问题
And also for char8_t?
I assume there is some C++20 decision, somewhere, but I could not find it.
There is also P1428, but that doc is not mentioning anything about printf() family v.s. char8_t * or char8_t.
Use std::cout advice might be an answer. Unfortunately, that does not compile anymore.
// does not compile under C++20
// error : overload resolution selected deleted operator '<<'
// see P1423, proposal 7
std::cout << u8"A2";
std::cout << char8_t ('A');
For C 2.x and char8_t
Please start from here.
Update
I have done some more tests with a single element from a u8 sequence.
And that indeed does not work. char8_t * to printf("%s") does work, but char8_t to printf("%c") is an accident waiting to happen.
Please see -- https://wandbox.org/permlink/6NQtkKeZ9JUFw4Sd -- Problem is, as per the current status quo, char8_t is not implemented, char8_t * is. -- let me repeat: there is no implemented type to hold a single element from a char8_t * sequence.
If you want a single u8 glyph you need to code it as an u8 string
char8_t const * single_glyph = u8"ア";
And it seems at present, to print the above the sort of a sure way is
// works with warnings
std::printf("%s", single_glyph ) ;
To start reading on this subject, probably these two papers are required
- http://www.open-std.org/jtc1/sc22/wg14/www/docs/n2231.htm
- http://www.open-std.org/jtc1/sc22/wg21/docs/papers/2019/p1423r2.html
In that order.
My primary DEVENV is VisualStudio 2019, with both MSVC and CLANG 8.0.1, as delivered with VS. With std:c++latest. Dev machine is WIN10 [Version 10.0.18362.476]
回答1:
I'm the author of the char8_t P0482 and P1423 proposals for C++ and the N2231 proposal for C (that has not yet been accepted).

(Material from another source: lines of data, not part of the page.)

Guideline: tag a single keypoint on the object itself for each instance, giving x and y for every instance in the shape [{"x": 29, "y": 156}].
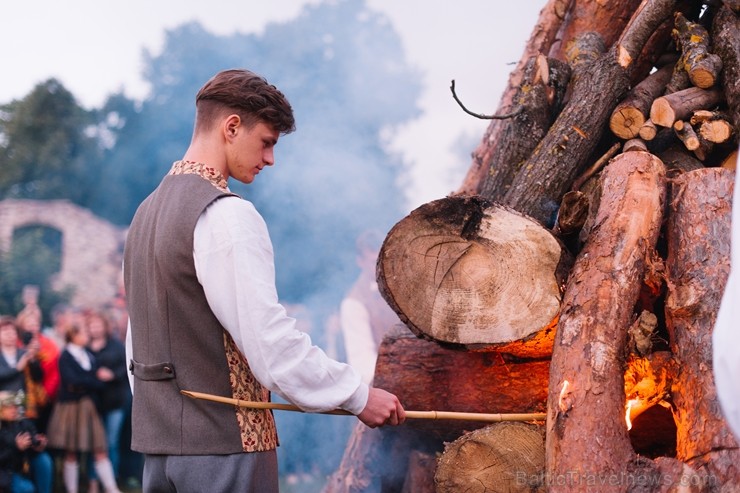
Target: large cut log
[
  {"x": 632, "y": 113},
  {"x": 558, "y": 159},
  {"x": 586, "y": 430},
  {"x": 666, "y": 110},
  {"x": 468, "y": 272},
  {"x": 427, "y": 376},
  {"x": 698, "y": 264},
  {"x": 540, "y": 41},
  {"x": 500, "y": 458},
  {"x": 726, "y": 38}
]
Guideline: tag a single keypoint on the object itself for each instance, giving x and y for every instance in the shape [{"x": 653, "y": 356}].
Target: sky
[{"x": 95, "y": 49}]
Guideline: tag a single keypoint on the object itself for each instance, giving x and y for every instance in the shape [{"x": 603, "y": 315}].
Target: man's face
[{"x": 250, "y": 150}]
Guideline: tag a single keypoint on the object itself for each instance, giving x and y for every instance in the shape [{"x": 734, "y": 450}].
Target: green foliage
[
  {"x": 33, "y": 259},
  {"x": 47, "y": 150}
]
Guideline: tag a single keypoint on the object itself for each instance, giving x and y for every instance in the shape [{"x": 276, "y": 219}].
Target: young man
[{"x": 204, "y": 312}]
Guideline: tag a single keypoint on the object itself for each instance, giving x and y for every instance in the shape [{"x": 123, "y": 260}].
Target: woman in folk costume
[{"x": 75, "y": 426}]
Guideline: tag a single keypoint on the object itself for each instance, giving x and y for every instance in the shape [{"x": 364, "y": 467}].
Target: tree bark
[
  {"x": 726, "y": 39},
  {"x": 631, "y": 114},
  {"x": 538, "y": 188},
  {"x": 701, "y": 66},
  {"x": 607, "y": 19},
  {"x": 698, "y": 265},
  {"x": 586, "y": 405},
  {"x": 467, "y": 272},
  {"x": 540, "y": 40},
  {"x": 426, "y": 376},
  {"x": 666, "y": 110},
  {"x": 503, "y": 457},
  {"x": 536, "y": 104}
]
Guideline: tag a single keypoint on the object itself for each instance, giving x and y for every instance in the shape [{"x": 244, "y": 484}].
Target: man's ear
[{"x": 231, "y": 125}]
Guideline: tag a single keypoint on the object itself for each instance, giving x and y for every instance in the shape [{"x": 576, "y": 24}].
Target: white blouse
[{"x": 234, "y": 262}]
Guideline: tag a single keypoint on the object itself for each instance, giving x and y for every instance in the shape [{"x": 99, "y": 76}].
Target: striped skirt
[{"x": 75, "y": 426}]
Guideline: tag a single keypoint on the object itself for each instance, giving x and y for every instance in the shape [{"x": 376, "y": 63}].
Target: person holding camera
[{"x": 25, "y": 466}]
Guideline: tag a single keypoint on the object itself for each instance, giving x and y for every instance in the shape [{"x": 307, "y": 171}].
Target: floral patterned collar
[{"x": 202, "y": 170}]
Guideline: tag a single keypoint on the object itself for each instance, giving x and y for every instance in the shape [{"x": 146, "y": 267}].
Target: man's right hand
[{"x": 382, "y": 408}]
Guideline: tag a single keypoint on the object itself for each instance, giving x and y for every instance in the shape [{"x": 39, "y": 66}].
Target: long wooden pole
[{"x": 487, "y": 417}]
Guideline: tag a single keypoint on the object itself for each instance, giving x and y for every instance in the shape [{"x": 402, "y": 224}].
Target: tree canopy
[{"x": 340, "y": 64}]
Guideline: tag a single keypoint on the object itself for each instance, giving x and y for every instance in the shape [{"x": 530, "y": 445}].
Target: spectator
[
  {"x": 39, "y": 401},
  {"x": 75, "y": 426},
  {"x": 25, "y": 466},
  {"x": 16, "y": 363},
  {"x": 364, "y": 315},
  {"x": 115, "y": 398}
]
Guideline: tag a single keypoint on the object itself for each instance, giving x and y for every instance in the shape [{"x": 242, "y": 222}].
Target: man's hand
[{"x": 382, "y": 408}]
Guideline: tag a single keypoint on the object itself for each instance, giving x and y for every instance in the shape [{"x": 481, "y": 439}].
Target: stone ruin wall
[{"x": 92, "y": 248}]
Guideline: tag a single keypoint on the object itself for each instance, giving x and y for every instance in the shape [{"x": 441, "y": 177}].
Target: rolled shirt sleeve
[{"x": 234, "y": 262}]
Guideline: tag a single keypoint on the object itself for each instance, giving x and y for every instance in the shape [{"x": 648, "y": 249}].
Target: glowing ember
[
  {"x": 630, "y": 404},
  {"x": 564, "y": 401}
]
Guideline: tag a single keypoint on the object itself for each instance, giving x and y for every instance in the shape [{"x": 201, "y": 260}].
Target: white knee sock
[
  {"x": 71, "y": 475},
  {"x": 104, "y": 469}
]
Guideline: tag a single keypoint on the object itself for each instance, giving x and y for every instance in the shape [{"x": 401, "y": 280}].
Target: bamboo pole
[{"x": 486, "y": 417}]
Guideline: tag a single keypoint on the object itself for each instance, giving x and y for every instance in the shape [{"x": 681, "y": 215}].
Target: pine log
[
  {"x": 537, "y": 102},
  {"x": 701, "y": 66},
  {"x": 716, "y": 131},
  {"x": 549, "y": 172},
  {"x": 635, "y": 144},
  {"x": 648, "y": 130},
  {"x": 586, "y": 404},
  {"x": 631, "y": 114},
  {"x": 730, "y": 162},
  {"x": 500, "y": 458},
  {"x": 726, "y": 39},
  {"x": 686, "y": 134},
  {"x": 427, "y": 376},
  {"x": 606, "y": 19},
  {"x": 540, "y": 40},
  {"x": 665, "y": 110},
  {"x": 698, "y": 263},
  {"x": 467, "y": 272},
  {"x": 676, "y": 157}
]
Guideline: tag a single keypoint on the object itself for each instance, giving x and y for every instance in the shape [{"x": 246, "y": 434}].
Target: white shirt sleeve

Let's think about what the following should do:
printf("Hello %s\n", u8"Jöel");
std::cout << "Hello " << u8"Jöel" << "\n";
Actually, let's take a further step back. What encoding is expected on the receiver side of standard output? There are a few possibilities. If standard out is connected to a console/terminal, then the expected encoding is the one that the console/terminal is configured for. On a Windows system in the United States, this is likely to be CP437. On a UNIX/Linux system, this is likely UTF-8. On a z/OS system in the United States, this is likely EBCDIC code page 037. If standard out has been redirected, then the expected encoding is likely locale dependent. On a Windows system in the United States, that would mean the Active Code Page (ACP), likely Windows 1252. On UNIX/Linux and z/OS, it would likely be the same as the console/terminal (Windows is the odd system here that has different defaults for console encoding vs locale encoding).

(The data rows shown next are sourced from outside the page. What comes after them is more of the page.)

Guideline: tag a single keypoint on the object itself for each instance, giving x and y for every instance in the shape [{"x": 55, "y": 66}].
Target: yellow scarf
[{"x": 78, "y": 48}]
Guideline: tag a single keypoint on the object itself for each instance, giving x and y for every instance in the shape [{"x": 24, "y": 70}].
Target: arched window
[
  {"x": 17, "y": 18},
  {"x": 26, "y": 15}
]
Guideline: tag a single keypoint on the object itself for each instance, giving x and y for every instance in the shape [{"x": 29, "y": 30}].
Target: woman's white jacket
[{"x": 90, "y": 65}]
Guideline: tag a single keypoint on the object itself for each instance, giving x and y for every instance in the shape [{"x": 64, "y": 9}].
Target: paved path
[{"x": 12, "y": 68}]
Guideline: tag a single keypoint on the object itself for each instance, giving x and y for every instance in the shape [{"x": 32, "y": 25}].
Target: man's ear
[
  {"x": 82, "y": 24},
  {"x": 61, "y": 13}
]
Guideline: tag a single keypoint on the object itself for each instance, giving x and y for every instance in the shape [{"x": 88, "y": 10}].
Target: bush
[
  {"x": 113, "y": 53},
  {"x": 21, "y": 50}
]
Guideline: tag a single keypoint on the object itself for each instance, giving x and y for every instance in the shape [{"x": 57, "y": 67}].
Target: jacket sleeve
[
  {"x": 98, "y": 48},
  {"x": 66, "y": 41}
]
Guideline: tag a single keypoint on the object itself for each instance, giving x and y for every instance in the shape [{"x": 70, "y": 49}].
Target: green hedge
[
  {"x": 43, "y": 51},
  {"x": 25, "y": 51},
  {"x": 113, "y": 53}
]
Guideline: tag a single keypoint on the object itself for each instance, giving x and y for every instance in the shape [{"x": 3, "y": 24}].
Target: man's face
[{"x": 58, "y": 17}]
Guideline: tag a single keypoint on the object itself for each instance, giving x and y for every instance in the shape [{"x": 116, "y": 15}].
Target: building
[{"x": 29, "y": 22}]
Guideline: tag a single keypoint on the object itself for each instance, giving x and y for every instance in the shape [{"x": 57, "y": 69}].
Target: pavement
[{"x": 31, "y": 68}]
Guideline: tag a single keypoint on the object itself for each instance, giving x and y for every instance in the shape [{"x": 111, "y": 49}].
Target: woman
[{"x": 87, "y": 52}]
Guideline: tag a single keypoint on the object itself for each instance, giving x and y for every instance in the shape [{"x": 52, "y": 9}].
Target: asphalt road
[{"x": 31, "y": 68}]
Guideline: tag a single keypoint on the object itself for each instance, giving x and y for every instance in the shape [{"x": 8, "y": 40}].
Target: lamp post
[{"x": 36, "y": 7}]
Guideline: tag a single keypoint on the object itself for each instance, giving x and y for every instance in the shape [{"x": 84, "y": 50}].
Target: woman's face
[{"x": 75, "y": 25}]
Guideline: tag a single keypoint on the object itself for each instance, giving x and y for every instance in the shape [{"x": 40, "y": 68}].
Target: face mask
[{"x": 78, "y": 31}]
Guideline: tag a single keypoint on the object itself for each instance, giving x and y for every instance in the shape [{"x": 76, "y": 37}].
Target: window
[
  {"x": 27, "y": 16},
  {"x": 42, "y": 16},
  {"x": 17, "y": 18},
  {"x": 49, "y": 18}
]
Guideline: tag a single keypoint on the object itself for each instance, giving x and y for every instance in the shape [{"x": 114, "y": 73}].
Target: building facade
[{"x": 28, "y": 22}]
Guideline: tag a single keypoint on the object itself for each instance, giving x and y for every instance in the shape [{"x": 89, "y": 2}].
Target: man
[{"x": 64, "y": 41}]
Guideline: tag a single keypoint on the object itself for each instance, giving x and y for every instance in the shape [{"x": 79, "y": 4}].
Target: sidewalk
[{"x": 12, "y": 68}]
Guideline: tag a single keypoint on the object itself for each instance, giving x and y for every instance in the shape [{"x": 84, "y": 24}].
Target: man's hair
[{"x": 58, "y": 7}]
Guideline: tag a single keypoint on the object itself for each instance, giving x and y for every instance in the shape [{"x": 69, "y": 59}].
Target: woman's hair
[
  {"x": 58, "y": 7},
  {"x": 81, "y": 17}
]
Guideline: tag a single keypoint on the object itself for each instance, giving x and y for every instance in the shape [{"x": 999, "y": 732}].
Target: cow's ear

Back to that example code. What is the expected or desired behavior for that UTF-8 encoded ö character (U+00F6, {LATIN SMALL LETTER O WITH DIAERESIS}, encoded as 0xC3 0xB6)? For Windows writing to the console, for the character to display properly, the encoded sequence would need to be transcoded to 0x94 while for Windows where locale dependent output is expected, it would need to be transcoded to 0xF6. For UNIX/Linux, the sequence should probably be passed through. For z/OS, it may need to be transcoded to 0xCC. But on all of these systems, these defaults are configurable (e.g., via the LANG environment variable).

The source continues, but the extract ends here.